Source: Sharadar. Calculations by Newfound Research. Past performance is not an indicator of future results. Performance is backtested and hypothetical. Performance figures are gross of all fees, including, but not limited to, manager fees, transaction costs, and taxes. Performance assumes the reinvestment of all distributions.
Conclusion
In this study, we have explored the impact of rebalance timing luck on the results of smart beta / equity style portfolios.
We empirically tested this impact by designing a variety of portfolio specifications for four different equity styles (Value, Momentum, Low Volatility, and Quality). The specifications varied by concentration as well as rebalance frequency. We then constructed all possible rebalance variations of each specification to calculate the realized impact of rebalance timing luck over the test period (2000-2019).

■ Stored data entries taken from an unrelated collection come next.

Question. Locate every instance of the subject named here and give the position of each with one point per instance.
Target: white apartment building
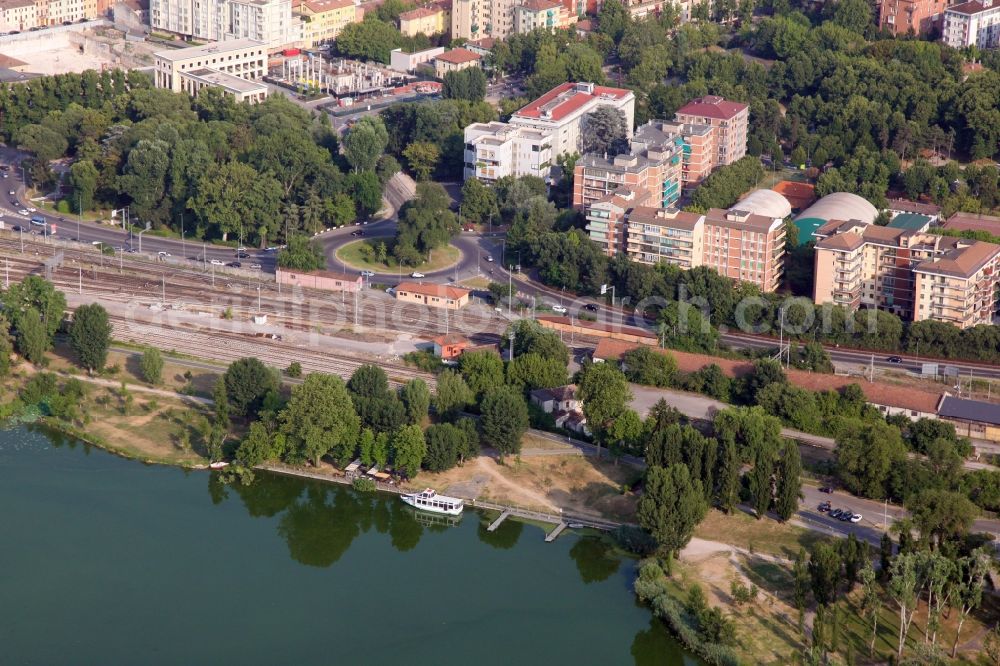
(268, 21)
(560, 112)
(494, 150)
(244, 59)
(974, 23)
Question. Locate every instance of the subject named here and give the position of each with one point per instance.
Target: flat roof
(210, 49)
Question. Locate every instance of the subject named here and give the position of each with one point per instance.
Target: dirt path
(489, 466)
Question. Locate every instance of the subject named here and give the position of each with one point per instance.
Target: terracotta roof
(973, 222)
(431, 289)
(891, 395)
(712, 106)
(459, 56)
(567, 98)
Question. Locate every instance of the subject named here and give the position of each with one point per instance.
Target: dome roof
(764, 202)
(840, 206)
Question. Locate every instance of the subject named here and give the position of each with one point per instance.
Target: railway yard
(220, 315)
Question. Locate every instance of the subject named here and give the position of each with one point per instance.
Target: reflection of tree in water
(505, 537)
(320, 527)
(594, 559)
(268, 495)
(654, 646)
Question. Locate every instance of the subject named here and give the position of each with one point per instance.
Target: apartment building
(475, 19)
(972, 24)
(17, 15)
(494, 150)
(189, 70)
(742, 246)
(911, 17)
(729, 121)
(429, 20)
(560, 112)
(322, 20)
(267, 21)
(652, 168)
(912, 274)
(545, 14)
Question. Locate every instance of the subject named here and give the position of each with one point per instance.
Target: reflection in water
(595, 559)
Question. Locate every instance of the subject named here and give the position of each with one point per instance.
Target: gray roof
(969, 410)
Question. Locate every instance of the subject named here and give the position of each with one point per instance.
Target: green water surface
(109, 561)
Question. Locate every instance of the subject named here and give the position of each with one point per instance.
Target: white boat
(429, 500)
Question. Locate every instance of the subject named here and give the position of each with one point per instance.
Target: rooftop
(431, 289)
(214, 48)
(712, 106)
(568, 97)
(459, 56)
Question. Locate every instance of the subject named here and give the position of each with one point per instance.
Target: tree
(604, 392)
(301, 254)
(247, 381)
(505, 420)
(151, 365)
(408, 449)
(452, 395)
(604, 132)
(365, 142)
(789, 485)
(320, 418)
(671, 507)
(32, 339)
(422, 157)
(416, 399)
(824, 572)
(90, 336)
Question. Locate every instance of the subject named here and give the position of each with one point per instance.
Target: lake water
(109, 561)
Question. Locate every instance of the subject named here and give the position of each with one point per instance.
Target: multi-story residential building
(729, 120)
(322, 20)
(546, 14)
(915, 275)
(911, 17)
(268, 21)
(475, 19)
(974, 23)
(428, 20)
(191, 69)
(455, 60)
(494, 150)
(652, 168)
(17, 15)
(741, 246)
(560, 112)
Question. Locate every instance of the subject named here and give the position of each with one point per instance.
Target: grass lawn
(358, 256)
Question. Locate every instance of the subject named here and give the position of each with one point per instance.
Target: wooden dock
(551, 536)
(496, 523)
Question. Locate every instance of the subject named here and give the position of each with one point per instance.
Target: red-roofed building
(729, 120)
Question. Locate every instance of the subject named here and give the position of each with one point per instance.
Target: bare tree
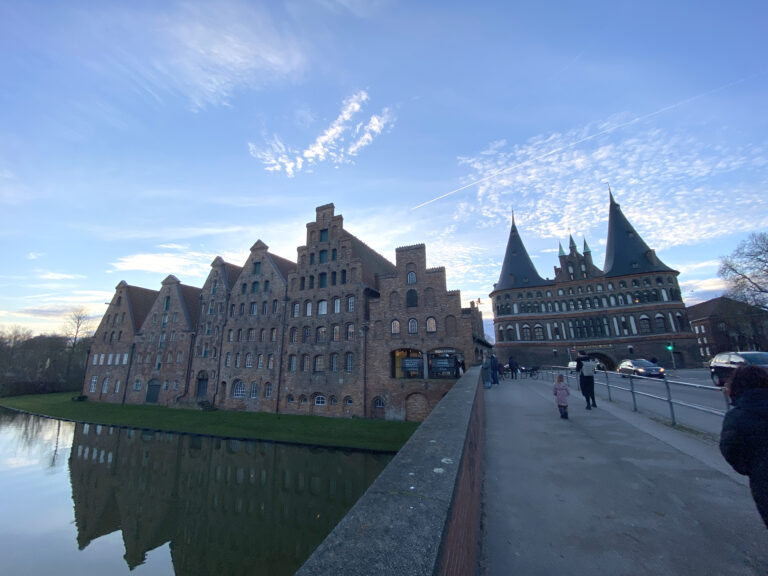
(746, 270)
(78, 326)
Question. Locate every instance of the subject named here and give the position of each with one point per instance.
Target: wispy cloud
(205, 52)
(330, 145)
(59, 276)
(668, 185)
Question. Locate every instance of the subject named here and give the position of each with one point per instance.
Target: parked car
(724, 363)
(640, 367)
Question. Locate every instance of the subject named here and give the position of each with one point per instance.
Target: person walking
(513, 368)
(561, 394)
(485, 372)
(585, 366)
(494, 370)
(744, 437)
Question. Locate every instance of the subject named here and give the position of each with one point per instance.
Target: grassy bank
(316, 430)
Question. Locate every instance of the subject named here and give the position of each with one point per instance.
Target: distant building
(723, 324)
(340, 332)
(630, 308)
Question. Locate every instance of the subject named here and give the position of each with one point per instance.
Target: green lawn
(316, 430)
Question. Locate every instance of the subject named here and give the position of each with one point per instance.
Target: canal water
(86, 499)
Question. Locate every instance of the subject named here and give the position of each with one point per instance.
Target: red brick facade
(341, 332)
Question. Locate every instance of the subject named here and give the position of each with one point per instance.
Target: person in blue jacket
(744, 437)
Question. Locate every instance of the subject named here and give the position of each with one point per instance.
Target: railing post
(669, 399)
(727, 400)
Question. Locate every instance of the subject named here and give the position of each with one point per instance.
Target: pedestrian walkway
(608, 492)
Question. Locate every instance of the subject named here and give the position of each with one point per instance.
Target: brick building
(723, 324)
(340, 332)
(630, 308)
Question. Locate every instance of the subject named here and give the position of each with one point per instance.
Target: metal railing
(668, 386)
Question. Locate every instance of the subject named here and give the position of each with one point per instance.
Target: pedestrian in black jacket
(744, 438)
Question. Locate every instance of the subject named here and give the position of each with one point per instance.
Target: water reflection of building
(225, 506)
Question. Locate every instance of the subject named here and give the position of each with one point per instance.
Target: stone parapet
(422, 514)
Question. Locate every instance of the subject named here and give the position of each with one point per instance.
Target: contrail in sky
(587, 138)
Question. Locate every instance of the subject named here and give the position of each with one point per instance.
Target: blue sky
(140, 139)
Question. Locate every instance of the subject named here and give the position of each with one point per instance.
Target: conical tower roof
(518, 271)
(626, 252)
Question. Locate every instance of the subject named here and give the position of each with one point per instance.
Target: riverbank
(359, 433)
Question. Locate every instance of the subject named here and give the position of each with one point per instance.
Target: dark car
(640, 367)
(724, 363)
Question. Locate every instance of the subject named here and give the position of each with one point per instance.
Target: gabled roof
(626, 252)
(372, 260)
(518, 271)
(283, 265)
(140, 301)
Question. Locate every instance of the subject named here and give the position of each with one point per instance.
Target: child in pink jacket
(561, 393)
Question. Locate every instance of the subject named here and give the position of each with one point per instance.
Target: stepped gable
(140, 301)
(283, 265)
(626, 253)
(372, 260)
(233, 273)
(518, 271)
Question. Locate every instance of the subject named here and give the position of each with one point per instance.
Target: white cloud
(330, 145)
(204, 51)
(59, 276)
(668, 185)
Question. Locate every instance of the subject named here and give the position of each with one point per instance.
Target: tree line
(47, 362)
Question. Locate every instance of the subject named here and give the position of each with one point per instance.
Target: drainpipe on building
(128, 374)
(282, 351)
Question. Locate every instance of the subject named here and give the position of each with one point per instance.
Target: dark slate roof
(518, 271)
(372, 260)
(283, 265)
(722, 306)
(626, 252)
(233, 273)
(140, 301)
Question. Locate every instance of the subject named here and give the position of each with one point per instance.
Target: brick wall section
(421, 515)
(460, 547)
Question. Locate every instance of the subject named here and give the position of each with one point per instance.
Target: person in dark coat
(744, 438)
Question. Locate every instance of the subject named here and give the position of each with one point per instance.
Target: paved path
(608, 492)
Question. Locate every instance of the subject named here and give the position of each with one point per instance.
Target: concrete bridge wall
(421, 516)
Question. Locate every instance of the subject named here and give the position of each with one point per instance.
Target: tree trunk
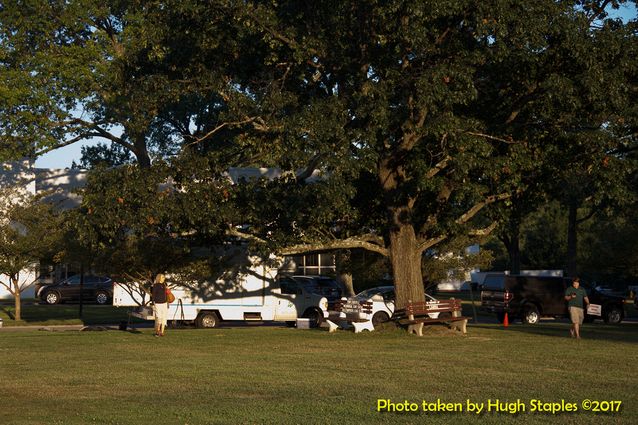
(514, 248)
(572, 240)
(346, 281)
(406, 265)
(405, 256)
(141, 152)
(17, 300)
(344, 274)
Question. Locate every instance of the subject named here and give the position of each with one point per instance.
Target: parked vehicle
(96, 289)
(383, 297)
(322, 285)
(255, 295)
(532, 297)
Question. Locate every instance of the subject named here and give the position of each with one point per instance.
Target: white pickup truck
(253, 295)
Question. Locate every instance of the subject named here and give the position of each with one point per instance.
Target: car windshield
(368, 293)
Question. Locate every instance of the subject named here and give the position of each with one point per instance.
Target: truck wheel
(207, 319)
(52, 298)
(101, 297)
(445, 315)
(315, 317)
(613, 316)
(531, 316)
(379, 317)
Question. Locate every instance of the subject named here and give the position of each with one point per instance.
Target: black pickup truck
(532, 297)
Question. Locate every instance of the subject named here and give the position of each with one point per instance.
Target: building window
(314, 264)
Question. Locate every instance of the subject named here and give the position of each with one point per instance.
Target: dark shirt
(580, 296)
(159, 293)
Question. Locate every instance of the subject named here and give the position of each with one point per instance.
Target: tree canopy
(413, 117)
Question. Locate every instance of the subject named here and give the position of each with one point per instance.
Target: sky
(63, 157)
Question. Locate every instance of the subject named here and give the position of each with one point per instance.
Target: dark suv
(321, 285)
(96, 289)
(531, 297)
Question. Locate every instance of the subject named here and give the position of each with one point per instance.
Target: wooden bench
(417, 314)
(351, 311)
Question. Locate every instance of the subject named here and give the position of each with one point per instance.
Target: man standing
(160, 305)
(575, 296)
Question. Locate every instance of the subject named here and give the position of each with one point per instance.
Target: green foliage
(103, 155)
(29, 231)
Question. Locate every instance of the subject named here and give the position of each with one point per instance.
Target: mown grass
(276, 375)
(62, 314)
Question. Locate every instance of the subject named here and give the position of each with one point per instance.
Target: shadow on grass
(8, 312)
(624, 332)
(61, 314)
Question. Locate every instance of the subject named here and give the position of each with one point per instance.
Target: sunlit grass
(278, 375)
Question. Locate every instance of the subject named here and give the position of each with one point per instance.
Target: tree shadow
(623, 332)
(8, 312)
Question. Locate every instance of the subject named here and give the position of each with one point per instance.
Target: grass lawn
(258, 374)
(62, 314)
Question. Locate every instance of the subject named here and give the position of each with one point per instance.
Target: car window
(289, 286)
(494, 282)
(73, 280)
(388, 295)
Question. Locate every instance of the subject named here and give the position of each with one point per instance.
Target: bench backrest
(353, 306)
(422, 308)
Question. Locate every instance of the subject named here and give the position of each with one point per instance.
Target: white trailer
(254, 294)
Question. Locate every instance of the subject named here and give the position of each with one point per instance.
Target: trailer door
(284, 298)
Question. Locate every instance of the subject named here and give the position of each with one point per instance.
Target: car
(321, 285)
(96, 289)
(532, 297)
(382, 298)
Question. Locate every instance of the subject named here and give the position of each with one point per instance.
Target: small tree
(29, 231)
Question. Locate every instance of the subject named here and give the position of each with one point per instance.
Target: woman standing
(160, 304)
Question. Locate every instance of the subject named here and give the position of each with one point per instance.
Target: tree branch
(498, 139)
(369, 242)
(438, 167)
(428, 243)
(350, 243)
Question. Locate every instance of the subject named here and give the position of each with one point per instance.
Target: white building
(57, 186)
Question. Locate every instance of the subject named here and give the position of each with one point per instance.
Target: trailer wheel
(52, 297)
(380, 317)
(207, 319)
(531, 316)
(315, 317)
(613, 316)
(102, 297)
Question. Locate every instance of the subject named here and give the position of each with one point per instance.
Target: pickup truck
(532, 297)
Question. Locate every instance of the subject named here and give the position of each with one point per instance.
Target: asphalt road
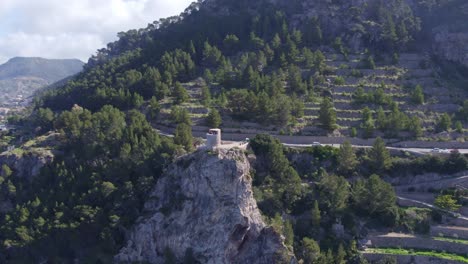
(420, 151)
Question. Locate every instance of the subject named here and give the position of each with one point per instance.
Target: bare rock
(451, 46)
(27, 164)
(204, 203)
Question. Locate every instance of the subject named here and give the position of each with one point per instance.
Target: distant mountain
(21, 77)
(47, 69)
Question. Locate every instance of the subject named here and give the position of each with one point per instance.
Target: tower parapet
(213, 138)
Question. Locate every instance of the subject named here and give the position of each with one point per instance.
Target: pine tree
(327, 115)
(316, 216)
(340, 255)
(154, 107)
(347, 158)
(417, 95)
(459, 127)
(310, 250)
(444, 123)
(183, 136)
(380, 156)
(180, 94)
(206, 96)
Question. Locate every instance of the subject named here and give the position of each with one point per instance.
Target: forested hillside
(364, 68)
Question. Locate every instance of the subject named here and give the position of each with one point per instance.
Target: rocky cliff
(26, 164)
(204, 205)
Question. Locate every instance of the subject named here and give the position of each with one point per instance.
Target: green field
(453, 240)
(410, 252)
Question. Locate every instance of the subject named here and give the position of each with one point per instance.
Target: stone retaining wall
(200, 131)
(418, 243)
(374, 257)
(445, 231)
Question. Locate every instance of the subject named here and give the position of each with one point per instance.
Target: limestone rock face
(204, 204)
(451, 46)
(27, 164)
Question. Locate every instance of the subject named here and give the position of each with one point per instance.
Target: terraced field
(396, 80)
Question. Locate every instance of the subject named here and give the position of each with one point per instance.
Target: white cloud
(74, 28)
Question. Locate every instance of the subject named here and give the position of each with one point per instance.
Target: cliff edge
(203, 208)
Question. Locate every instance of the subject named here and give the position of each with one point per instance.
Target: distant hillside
(50, 70)
(21, 77)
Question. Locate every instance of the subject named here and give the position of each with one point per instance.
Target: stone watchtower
(213, 138)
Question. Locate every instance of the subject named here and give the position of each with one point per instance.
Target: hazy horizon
(74, 29)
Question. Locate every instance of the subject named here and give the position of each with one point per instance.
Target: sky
(59, 29)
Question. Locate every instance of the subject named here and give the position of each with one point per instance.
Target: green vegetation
(414, 252)
(268, 69)
(453, 240)
(447, 202)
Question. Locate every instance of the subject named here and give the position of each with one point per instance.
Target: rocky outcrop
(451, 46)
(26, 164)
(204, 204)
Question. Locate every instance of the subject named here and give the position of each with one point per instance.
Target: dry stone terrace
(397, 80)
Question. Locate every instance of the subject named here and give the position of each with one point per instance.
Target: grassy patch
(407, 252)
(453, 240)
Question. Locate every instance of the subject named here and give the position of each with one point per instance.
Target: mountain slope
(356, 68)
(21, 77)
(51, 70)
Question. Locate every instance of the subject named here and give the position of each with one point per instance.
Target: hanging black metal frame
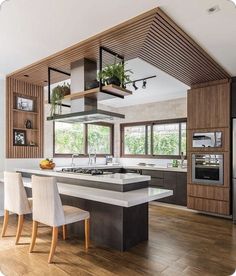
(49, 83)
(101, 50)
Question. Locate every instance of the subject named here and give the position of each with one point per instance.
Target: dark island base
(98, 185)
(113, 226)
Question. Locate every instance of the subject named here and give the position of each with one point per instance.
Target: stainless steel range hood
(84, 109)
(86, 116)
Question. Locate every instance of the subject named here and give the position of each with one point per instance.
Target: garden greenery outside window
(80, 138)
(154, 139)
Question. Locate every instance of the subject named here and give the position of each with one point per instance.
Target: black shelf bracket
(50, 69)
(103, 49)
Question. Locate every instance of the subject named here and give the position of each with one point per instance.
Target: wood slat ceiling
(152, 36)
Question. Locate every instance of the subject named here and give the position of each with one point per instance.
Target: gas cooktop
(83, 171)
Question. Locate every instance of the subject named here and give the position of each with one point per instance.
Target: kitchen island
(119, 219)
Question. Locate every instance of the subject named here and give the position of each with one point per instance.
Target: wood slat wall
(209, 110)
(16, 87)
(152, 36)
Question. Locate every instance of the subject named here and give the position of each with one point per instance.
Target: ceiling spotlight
(134, 86)
(144, 84)
(1, 2)
(233, 1)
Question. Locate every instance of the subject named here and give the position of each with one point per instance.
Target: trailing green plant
(57, 95)
(116, 70)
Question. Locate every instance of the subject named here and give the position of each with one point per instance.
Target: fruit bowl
(47, 164)
(50, 166)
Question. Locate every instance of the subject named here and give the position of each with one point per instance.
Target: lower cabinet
(176, 181)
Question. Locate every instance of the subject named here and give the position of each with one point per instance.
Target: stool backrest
(47, 206)
(15, 198)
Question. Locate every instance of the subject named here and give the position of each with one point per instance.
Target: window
(99, 139)
(154, 139)
(135, 140)
(82, 138)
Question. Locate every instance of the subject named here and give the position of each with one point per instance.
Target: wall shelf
(24, 111)
(16, 119)
(27, 129)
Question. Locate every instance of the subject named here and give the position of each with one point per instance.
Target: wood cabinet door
(209, 107)
(181, 189)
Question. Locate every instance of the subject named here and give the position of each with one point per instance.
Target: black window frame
(151, 124)
(85, 154)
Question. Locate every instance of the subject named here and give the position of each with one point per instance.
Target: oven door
(207, 174)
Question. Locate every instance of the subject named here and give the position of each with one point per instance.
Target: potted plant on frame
(115, 74)
(58, 94)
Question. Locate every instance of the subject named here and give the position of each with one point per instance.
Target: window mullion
(180, 137)
(151, 146)
(85, 139)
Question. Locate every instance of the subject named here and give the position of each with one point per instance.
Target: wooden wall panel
(209, 107)
(209, 110)
(15, 119)
(152, 36)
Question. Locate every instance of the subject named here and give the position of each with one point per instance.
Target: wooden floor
(181, 243)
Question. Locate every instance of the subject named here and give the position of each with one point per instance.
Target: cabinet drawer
(156, 182)
(153, 174)
(209, 205)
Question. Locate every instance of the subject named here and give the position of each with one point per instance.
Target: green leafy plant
(115, 72)
(57, 95)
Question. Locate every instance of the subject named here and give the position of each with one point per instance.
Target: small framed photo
(19, 137)
(24, 104)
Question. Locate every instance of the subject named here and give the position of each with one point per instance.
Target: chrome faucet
(92, 158)
(72, 159)
(182, 159)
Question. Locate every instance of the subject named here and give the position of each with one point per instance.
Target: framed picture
(24, 104)
(19, 137)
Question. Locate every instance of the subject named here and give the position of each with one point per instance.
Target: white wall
(2, 138)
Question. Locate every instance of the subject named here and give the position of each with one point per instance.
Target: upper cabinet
(208, 107)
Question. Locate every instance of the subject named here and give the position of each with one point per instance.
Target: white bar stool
(15, 201)
(48, 209)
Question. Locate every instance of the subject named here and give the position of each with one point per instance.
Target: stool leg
(19, 227)
(53, 244)
(86, 231)
(5, 222)
(34, 235)
(64, 232)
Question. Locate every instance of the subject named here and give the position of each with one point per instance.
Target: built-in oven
(208, 169)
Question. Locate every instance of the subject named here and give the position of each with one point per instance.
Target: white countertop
(116, 178)
(123, 199)
(156, 168)
(134, 167)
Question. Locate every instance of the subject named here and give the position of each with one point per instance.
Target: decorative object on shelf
(115, 74)
(25, 104)
(144, 80)
(1, 3)
(32, 144)
(19, 137)
(28, 124)
(175, 163)
(233, 1)
(58, 94)
(47, 164)
(91, 84)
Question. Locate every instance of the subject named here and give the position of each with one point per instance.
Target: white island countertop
(122, 199)
(115, 178)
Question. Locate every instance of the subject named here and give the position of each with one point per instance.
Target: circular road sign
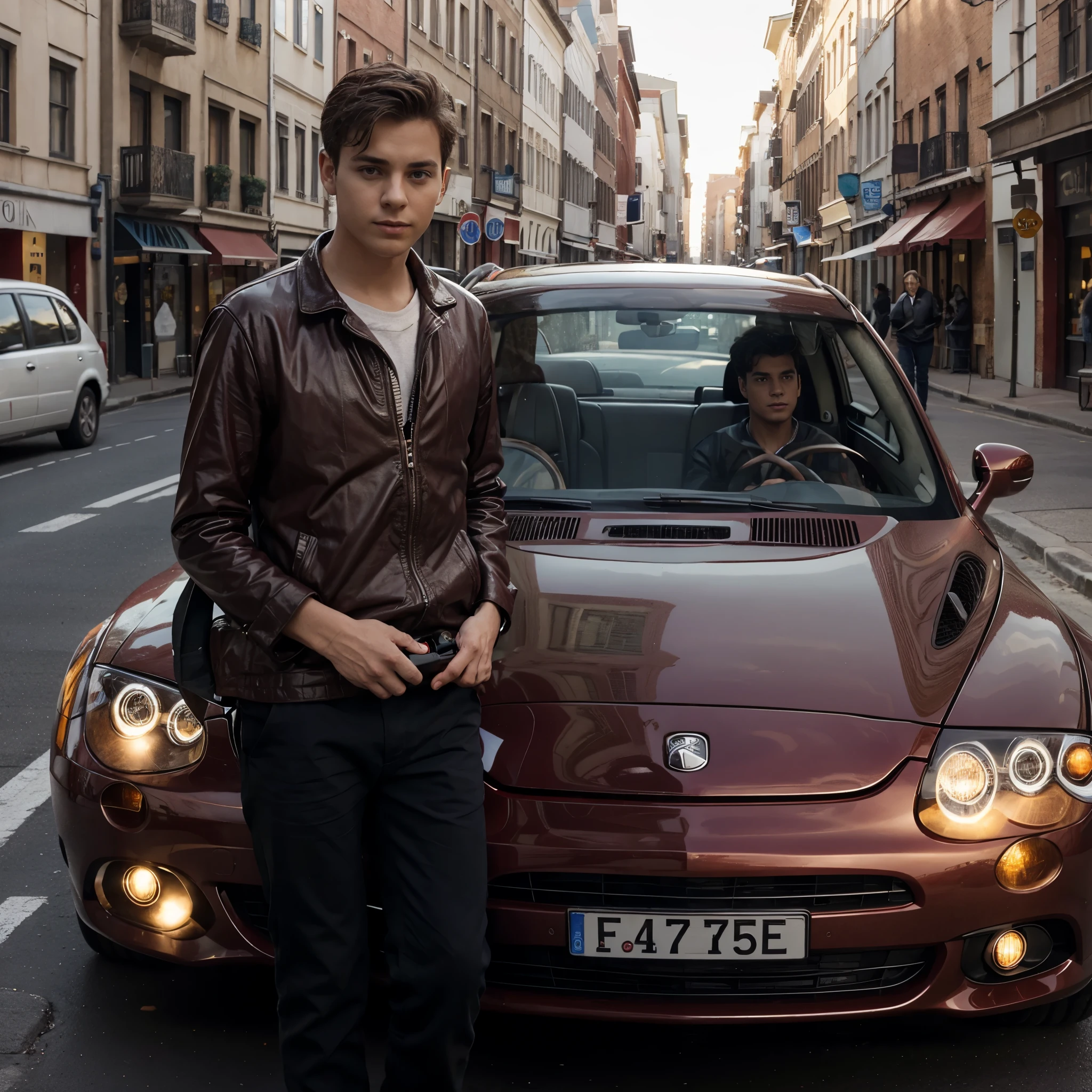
(1027, 223)
(470, 229)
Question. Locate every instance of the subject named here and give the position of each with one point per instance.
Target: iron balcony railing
(177, 15)
(156, 172)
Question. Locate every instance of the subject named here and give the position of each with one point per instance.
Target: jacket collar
(316, 294)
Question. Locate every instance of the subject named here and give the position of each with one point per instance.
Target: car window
(68, 320)
(45, 328)
(11, 325)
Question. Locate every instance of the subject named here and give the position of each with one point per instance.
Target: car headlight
(994, 784)
(140, 725)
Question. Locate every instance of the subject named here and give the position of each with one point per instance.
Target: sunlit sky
(713, 49)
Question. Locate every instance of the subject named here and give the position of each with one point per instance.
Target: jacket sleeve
(211, 530)
(485, 493)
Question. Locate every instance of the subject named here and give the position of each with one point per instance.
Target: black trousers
(310, 772)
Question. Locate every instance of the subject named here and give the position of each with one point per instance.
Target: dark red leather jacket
(298, 479)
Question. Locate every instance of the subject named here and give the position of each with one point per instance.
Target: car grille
(554, 969)
(702, 894)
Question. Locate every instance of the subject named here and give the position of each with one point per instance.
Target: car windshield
(630, 406)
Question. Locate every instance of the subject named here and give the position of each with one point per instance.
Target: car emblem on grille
(687, 752)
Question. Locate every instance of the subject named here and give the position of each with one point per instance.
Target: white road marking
(170, 492)
(59, 525)
(17, 910)
(121, 498)
(21, 795)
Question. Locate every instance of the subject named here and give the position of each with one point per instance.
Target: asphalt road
(127, 1028)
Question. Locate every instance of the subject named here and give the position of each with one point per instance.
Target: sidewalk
(129, 390)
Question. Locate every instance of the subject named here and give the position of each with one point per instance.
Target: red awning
(896, 239)
(963, 218)
(235, 248)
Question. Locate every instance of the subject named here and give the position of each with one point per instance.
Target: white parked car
(53, 374)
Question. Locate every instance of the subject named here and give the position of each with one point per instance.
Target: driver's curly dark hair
(755, 343)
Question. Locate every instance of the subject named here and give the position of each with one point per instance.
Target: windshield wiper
(725, 501)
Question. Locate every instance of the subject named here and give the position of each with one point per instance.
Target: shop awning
(858, 254)
(896, 238)
(963, 218)
(236, 248)
(148, 235)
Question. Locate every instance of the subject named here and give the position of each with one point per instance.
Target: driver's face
(772, 389)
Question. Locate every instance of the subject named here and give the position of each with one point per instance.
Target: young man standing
(340, 497)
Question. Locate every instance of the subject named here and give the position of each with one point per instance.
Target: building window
(301, 163)
(173, 123)
(282, 156)
(316, 141)
(248, 147)
(60, 111)
(6, 94)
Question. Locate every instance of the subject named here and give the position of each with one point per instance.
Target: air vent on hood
(804, 531)
(526, 529)
(689, 531)
(960, 600)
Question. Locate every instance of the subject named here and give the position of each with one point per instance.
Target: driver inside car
(767, 365)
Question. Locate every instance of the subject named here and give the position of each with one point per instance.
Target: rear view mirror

In line with our mathematical model, we generally find that those strategies with higher turnover have higher timing luck and those that rebalance more frequently have less timing luck.
The sheer magnitude of timing luck, however, may come as a surprise to many. For reasonably concentrated portfolios (100 stocks) with semi-annual rebalance frequencies (common in many index definitions), annual timing luck ranged from 1-to-4%, which translated to a 95% confidence interval in annual performance dispersion of about +/-1.5% to +/-12.5%.
The sheer magnitude of timing luck calls into question our ability to draw meaningful relative performance conclusions between two strategies.
We then explored more concrete examples, replicating the S&P 500 Enhanced Value, Momentum, Low Volatility, and Quality indices. In line with expectations, we find that Momentum (a high turnover strategy) exhibits significantly higher realized timing luck than a lower turnover strategy rebalanced more frequently (i.e. Low Volatility).
For these four indices, the amount of rebalance timing luck leads to a staggering level of dispersion in realized terminal wealth.
“But Corey,” you say, “this only has to do with systematic factor managers, right?”
Consider that most of the major equity style benchmarks are managed with annual or semi-annual rebalance schedules. Good luck to anyone trying to identify manager skill when your benchmark might be realizing hundreds of basis points of positive or negative performance luck a year.